Unidade de Neuropsiquiatria
Laboratório de Neurobiologia da Ação
Não são poucas as vezes que certos sabores e texturas parecem têm um “poder mágico sobre nós”, tornando certos alimentos simplesmente irresistíveis. Mas será que é apenas o paladar que controla as nossas escolhas alimentares?
A resposta é não. A boca é apenas o primeiro ponto de verificação - decidindo se a comida deve, ou não, ser ingerida. É depois, quando a fase pós-ingestiva começa, que o sistema digestivo vai "saborear" a comida e conversar com o cérebro sobre a sua escolha.
Os processos pós-ingestivos podem levar animais e humanos a preferirem um alimento em detrimento de outro, mas será que também podem desencadear uma procura ativa por determinados alimentos? E em caso afirmativo, quais serão os mecanismos neurais envolvidos nesse comportamento?
Para explorar estas questões, a equipa desenhou uma tarefa experimental em que o sabor da comida foi retirado da equação. Nesta tarefa, os ratos pressionavam, livremente, umas alavancas para receber uma injeção de comida diretamente no estômago. Numa das experiências, uma alavanca acionava a injeção de uma solução de alto teor calórico e a outra, de uma solução com poucas calorias.
Surpreendentemente, embora os ratinhos não pudessem saborear a comida, acabaram por aplicar, de forma consistente, os seus esforços na alavanca correspondente ao alimento de alto teor calórico. Este resultado, entre outros, estabeleceu uma nova forma de aprendizagem pós-ingestiva, que faz com que os animais sejam instruídos a procurar ativamente os alimentos mais nutritivos.
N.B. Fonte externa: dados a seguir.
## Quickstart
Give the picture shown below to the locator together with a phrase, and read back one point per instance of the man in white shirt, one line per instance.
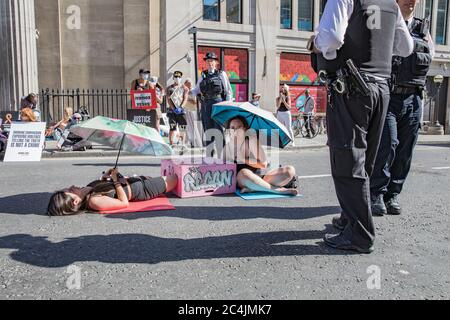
(309, 107)
(365, 33)
(214, 87)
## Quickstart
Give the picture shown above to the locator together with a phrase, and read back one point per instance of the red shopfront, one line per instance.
(236, 66)
(296, 71)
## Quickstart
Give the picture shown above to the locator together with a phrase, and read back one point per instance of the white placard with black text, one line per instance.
(25, 142)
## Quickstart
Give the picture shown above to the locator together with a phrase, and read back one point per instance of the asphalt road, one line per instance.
(221, 247)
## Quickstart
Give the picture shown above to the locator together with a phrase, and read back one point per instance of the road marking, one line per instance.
(316, 177)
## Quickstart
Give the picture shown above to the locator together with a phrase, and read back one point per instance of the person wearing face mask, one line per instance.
(245, 150)
(142, 83)
(213, 87)
(177, 95)
(284, 106)
(154, 84)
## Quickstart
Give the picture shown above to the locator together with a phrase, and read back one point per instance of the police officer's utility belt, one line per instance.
(213, 97)
(406, 90)
(349, 80)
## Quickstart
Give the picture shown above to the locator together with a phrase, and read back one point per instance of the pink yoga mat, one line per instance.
(158, 204)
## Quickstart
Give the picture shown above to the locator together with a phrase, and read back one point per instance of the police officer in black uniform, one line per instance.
(404, 116)
(354, 47)
(213, 87)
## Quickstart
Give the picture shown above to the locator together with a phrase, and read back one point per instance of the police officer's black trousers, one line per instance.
(355, 124)
(209, 123)
(400, 135)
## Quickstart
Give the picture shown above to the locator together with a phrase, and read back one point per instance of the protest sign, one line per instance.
(25, 142)
(144, 117)
(143, 100)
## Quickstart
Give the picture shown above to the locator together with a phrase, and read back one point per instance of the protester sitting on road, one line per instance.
(111, 192)
(58, 129)
(27, 115)
(246, 151)
(31, 101)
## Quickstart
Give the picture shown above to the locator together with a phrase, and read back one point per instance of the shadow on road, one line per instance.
(25, 204)
(122, 165)
(36, 204)
(146, 249)
(234, 213)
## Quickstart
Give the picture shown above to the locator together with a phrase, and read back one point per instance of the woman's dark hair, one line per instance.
(61, 204)
(240, 118)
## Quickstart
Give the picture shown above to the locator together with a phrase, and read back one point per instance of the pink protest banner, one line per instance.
(201, 177)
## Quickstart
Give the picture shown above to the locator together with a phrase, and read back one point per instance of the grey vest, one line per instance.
(369, 47)
(412, 71)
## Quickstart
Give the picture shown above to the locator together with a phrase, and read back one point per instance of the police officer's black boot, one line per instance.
(339, 223)
(378, 206)
(393, 206)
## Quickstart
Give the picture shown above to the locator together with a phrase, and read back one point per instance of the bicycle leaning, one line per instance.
(307, 125)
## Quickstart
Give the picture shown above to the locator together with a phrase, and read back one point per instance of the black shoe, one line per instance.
(293, 184)
(393, 207)
(339, 242)
(378, 207)
(340, 223)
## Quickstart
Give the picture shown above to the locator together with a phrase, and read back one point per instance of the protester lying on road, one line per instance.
(246, 151)
(111, 192)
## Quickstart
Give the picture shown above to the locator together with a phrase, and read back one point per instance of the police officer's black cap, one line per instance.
(178, 74)
(211, 56)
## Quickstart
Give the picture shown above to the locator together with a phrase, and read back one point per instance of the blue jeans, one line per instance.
(209, 123)
(400, 135)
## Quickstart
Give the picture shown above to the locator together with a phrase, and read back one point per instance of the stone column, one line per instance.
(18, 56)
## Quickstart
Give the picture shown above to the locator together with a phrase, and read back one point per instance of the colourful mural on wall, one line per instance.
(296, 68)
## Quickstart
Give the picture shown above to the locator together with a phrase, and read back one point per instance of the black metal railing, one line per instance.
(112, 103)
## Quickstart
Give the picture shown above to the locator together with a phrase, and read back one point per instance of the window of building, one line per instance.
(297, 72)
(235, 63)
(441, 26)
(234, 11)
(211, 10)
(305, 15)
(286, 14)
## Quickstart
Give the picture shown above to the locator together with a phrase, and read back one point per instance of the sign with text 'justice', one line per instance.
(25, 142)
(144, 100)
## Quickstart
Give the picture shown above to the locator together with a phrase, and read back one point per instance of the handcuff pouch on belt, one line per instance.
(347, 80)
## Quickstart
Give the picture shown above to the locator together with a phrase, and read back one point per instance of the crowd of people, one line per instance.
(375, 79)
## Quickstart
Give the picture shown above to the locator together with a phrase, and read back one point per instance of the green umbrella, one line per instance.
(123, 135)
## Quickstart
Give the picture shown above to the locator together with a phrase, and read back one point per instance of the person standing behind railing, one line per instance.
(142, 83)
(160, 93)
(284, 106)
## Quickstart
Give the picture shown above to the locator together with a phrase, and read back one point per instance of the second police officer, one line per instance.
(355, 43)
(404, 117)
(214, 87)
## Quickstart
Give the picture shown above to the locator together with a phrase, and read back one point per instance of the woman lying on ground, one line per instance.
(112, 192)
(246, 151)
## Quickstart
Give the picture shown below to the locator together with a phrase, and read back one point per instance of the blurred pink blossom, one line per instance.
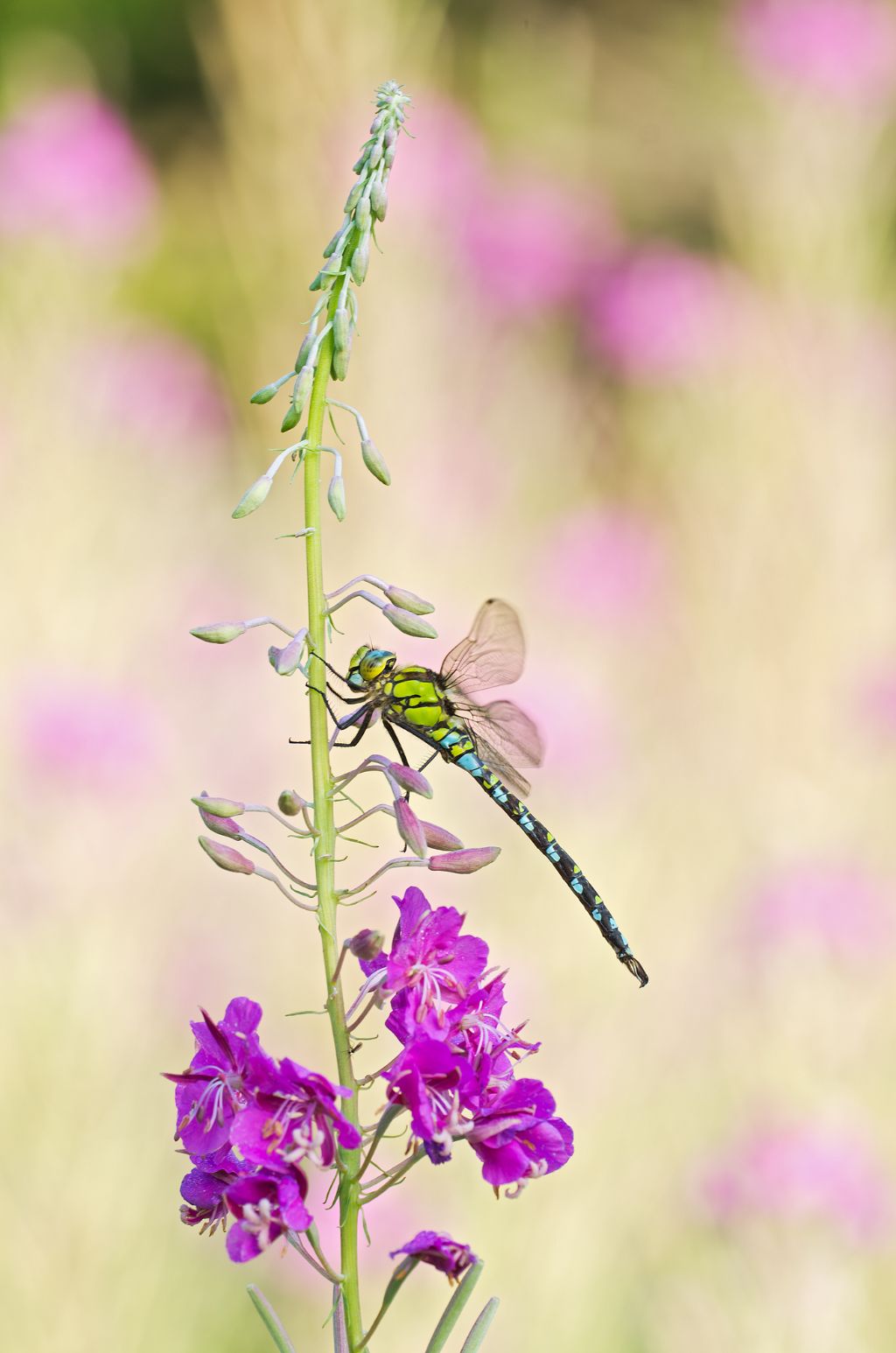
(833, 47)
(803, 1172)
(531, 242)
(604, 562)
(71, 166)
(838, 906)
(660, 312)
(77, 733)
(153, 387)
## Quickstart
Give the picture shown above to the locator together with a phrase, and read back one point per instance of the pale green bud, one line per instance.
(379, 200)
(409, 624)
(409, 601)
(336, 497)
(254, 497)
(360, 259)
(227, 857)
(224, 634)
(218, 807)
(375, 463)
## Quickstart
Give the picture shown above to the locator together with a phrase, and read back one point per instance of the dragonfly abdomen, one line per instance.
(462, 750)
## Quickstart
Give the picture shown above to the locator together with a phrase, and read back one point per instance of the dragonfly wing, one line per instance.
(492, 654)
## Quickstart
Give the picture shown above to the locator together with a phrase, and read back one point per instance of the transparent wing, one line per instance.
(492, 654)
(505, 739)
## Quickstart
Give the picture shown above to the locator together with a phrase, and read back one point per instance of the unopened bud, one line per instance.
(224, 634)
(410, 780)
(465, 861)
(366, 944)
(227, 857)
(409, 601)
(340, 327)
(254, 497)
(374, 461)
(336, 497)
(379, 200)
(224, 825)
(304, 351)
(291, 804)
(218, 807)
(409, 624)
(409, 827)
(360, 259)
(438, 838)
(287, 659)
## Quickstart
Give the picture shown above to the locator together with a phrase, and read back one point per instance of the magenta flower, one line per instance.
(842, 49)
(438, 1085)
(265, 1206)
(516, 1135)
(800, 1172)
(71, 168)
(220, 1077)
(435, 1248)
(661, 314)
(292, 1118)
(430, 957)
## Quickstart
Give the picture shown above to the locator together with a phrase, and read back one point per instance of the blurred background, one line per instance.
(631, 354)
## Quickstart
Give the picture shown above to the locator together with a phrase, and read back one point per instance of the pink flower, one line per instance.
(531, 241)
(803, 1172)
(76, 733)
(608, 563)
(156, 389)
(838, 906)
(661, 312)
(844, 49)
(69, 166)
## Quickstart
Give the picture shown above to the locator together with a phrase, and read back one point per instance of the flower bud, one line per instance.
(410, 780)
(366, 944)
(465, 861)
(409, 624)
(224, 825)
(409, 827)
(307, 342)
(340, 327)
(336, 497)
(287, 659)
(222, 634)
(409, 601)
(218, 807)
(291, 804)
(254, 497)
(375, 463)
(438, 838)
(379, 200)
(360, 259)
(227, 857)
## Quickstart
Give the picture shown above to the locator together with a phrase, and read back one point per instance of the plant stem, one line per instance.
(326, 842)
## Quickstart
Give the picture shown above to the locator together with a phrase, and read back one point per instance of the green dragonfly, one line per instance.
(490, 741)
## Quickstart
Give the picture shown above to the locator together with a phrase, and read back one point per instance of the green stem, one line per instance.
(326, 842)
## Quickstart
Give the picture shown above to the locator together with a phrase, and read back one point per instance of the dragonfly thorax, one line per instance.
(368, 664)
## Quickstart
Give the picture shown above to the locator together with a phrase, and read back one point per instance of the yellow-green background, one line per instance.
(718, 700)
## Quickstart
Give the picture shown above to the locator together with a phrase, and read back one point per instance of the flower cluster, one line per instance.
(457, 1068)
(249, 1125)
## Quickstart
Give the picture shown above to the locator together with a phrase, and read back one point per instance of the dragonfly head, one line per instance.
(368, 664)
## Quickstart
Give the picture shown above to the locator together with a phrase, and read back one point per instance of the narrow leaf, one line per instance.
(453, 1310)
(270, 1320)
(477, 1335)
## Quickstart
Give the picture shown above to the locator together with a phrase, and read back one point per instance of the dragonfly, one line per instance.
(490, 741)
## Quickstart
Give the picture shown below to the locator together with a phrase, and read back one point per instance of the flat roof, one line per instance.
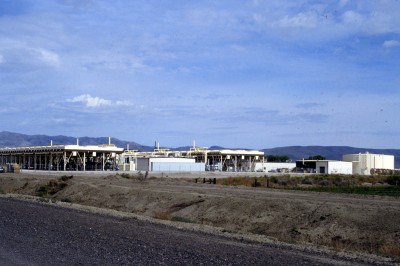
(61, 148)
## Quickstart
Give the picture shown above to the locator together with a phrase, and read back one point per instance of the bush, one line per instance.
(66, 178)
(393, 180)
(50, 188)
(180, 219)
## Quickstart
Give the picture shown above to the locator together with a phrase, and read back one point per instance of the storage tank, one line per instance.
(363, 163)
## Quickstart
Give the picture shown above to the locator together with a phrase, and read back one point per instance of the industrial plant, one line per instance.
(108, 157)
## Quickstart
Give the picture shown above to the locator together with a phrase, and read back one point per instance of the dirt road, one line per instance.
(42, 234)
(369, 224)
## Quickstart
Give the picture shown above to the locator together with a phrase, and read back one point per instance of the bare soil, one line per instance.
(351, 223)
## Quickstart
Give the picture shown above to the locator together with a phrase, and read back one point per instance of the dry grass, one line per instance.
(390, 249)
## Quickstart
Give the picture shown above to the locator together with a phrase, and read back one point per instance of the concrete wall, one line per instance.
(177, 167)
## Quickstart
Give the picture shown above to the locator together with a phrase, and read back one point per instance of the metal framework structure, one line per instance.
(62, 157)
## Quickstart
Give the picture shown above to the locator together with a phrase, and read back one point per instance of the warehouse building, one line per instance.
(368, 163)
(160, 164)
(275, 167)
(210, 160)
(324, 167)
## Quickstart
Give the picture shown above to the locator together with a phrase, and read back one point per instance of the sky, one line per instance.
(240, 74)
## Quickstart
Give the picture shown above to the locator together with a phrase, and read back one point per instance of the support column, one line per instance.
(65, 160)
(103, 161)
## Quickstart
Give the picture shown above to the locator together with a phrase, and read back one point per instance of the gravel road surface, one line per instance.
(43, 234)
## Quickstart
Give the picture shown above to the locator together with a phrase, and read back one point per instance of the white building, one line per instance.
(334, 167)
(363, 163)
(274, 167)
(169, 164)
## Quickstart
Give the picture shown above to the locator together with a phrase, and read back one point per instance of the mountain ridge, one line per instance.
(11, 139)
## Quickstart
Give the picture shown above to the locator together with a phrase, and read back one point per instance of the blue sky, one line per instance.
(253, 74)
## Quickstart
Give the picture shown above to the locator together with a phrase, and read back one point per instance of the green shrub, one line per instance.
(180, 219)
(393, 180)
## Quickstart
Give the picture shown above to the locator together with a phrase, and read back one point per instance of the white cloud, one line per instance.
(94, 102)
(391, 44)
(90, 101)
(300, 20)
(48, 57)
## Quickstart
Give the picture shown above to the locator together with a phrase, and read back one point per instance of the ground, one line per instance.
(343, 222)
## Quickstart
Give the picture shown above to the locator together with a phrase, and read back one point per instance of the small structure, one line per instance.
(169, 164)
(62, 157)
(324, 167)
(368, 163)
(274, 167)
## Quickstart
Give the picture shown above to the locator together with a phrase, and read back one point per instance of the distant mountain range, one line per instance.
(10, 139)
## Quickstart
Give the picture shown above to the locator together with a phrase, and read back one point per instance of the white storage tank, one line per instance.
(363, 163)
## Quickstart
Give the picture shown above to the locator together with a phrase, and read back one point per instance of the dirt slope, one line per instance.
(343, 222)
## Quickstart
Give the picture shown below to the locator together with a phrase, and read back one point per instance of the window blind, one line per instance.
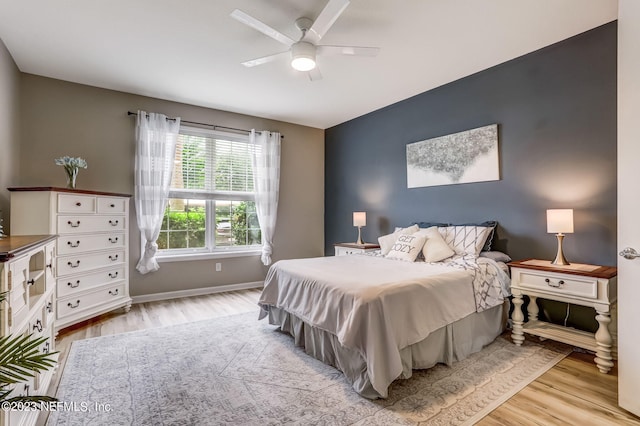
(212, 165)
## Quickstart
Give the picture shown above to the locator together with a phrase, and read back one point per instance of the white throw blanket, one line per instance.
(378, 306)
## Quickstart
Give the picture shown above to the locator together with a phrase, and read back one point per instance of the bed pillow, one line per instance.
(489, 224)
(465, 239)
(425, 225)
(387, 241)
(435, 248)
(497, 256)
(407, 247)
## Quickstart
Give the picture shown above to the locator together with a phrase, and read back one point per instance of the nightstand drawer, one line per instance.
(560, 284)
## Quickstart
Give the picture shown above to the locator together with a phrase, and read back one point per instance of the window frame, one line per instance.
(210, 251)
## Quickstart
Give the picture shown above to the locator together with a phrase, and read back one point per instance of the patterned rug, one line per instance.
(237, 371)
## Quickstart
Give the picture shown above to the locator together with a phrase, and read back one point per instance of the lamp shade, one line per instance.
(560, 221)
(359, 219)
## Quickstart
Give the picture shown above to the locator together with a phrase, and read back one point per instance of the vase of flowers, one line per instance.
(71, 166)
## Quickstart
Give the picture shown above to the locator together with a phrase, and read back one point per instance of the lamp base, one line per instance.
(560, 259)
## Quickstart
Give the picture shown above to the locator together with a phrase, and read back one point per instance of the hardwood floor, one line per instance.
(571, 393)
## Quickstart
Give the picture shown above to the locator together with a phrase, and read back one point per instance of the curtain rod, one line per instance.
(215, 126)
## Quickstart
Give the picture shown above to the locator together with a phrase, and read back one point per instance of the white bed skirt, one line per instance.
(448, 344)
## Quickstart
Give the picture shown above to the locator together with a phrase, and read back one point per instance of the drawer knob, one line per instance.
(551, 284)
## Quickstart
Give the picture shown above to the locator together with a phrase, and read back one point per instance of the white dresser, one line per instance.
(27, 268)
(92, 266)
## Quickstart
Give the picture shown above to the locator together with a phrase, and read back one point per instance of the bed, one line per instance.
(377, 318)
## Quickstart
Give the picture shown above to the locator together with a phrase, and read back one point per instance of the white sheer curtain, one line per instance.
(156, 138)
(266, 179)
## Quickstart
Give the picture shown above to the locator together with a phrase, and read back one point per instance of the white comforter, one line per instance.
(378, 306)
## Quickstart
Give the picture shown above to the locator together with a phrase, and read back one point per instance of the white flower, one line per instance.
(71, 162)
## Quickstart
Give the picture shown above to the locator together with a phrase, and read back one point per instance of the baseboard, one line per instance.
(195, 292)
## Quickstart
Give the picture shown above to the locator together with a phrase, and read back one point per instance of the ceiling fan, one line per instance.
(304, 51)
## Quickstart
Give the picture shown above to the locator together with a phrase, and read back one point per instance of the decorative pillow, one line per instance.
(489, 224)
(465, 239)
(435, 248)
(407, 247)
(498, 256)
(387, 241)
(425, 225)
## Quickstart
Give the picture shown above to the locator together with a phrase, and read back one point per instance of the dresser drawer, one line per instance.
(559, 284)
(75, 203)
(80, 224)
(48, 311)
(81, 283)
(108, 205)
(83, 243)
(74, 304)
(74, 264)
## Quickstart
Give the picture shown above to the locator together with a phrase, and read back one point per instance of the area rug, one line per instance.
(236, 370)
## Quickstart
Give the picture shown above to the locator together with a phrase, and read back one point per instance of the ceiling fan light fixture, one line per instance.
(303, 56)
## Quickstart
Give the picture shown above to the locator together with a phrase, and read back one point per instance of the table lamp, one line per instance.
(359, 220)
(560, 221)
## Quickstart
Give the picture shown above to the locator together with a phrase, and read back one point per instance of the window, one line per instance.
(211, 201)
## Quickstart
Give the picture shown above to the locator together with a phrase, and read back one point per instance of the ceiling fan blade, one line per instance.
(347, 50)
(263, 60)
(261, 26)
(315, 74)
(325, 20)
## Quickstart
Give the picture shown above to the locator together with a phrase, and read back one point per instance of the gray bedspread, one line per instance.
(378, 306)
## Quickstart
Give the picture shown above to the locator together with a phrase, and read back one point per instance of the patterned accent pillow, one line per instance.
(407, 247)
(465, 239)
(387, 241)
(489, 224)
(435, 248)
De seguida, foram investigados quais os mecanismos neurais envolvidos nesse comportamento.
Pergunta #1: Como é que as informações sobre o valor nutricional dos alimentos passam do sistema digestivo para o cérebro? A equipa especulou que este processo acontece através do nervo vago: um longo nervo que liga o cérebro a vários órgãos internos. Em particular, a equipa concentrou-se no ramo que transporta os sinais do fígado, órgão que se encontra numa posição perfeita para detetar o valor nutricional dos alimentos.
Quando os investigadores lesionaram esse ramo, a capacidade dos ratinhos aprenderem este novo tipo de aprendizagem ficou reduzida. Esta empolgante descoberta levantou a questão #2: para onde, no cérebro, estavam a ser enviados os sinais pós-ingestivos?
A equipa tinha uma suspeita - a dopamina - uma molécula envolvida em vários processos fisiológicos e cognitivos, incluindo os hábitos alimentares. No entanto, não se conheciam ligações diretas entre os sinais pós-ingestivos e a atividade dos neurónios dopaminérgicos.
Após um conjunto de meticulosas experiências, a equipa demonstrou que esses neurónios eram uma parte importante do processo de aprendizagem pós-ingestiva.
Não só respondiam aos sinais pós-ingestivos, como a sua resposta era significativamente reduzida quando o ramo hepático do nervo vago era cortado. E para complementar, os investigadores mostraram ainda que a atividade dos neurónios dopaminérgicos era necessária para que ocorresse este tipo de aprendizagem.
Os resultados deste estudo revelaram um novo processo de aprendizagem - orquestrado entre o sistema digestivo e o cérebro - que faz com que os animais procurem alimentos que nunca provaram, atestando o poder que os processos subconscientes têm no controlo do comportamento alimentar.
Partindo destes resultados, a equipa está agora a investigar a escolha de alimentos em humanos. O trabalho futuro incluirá medições simultâneas de comportamento e atividade cerebral para procurar resolver problemas relevantes para a saúde humana e para a medicina.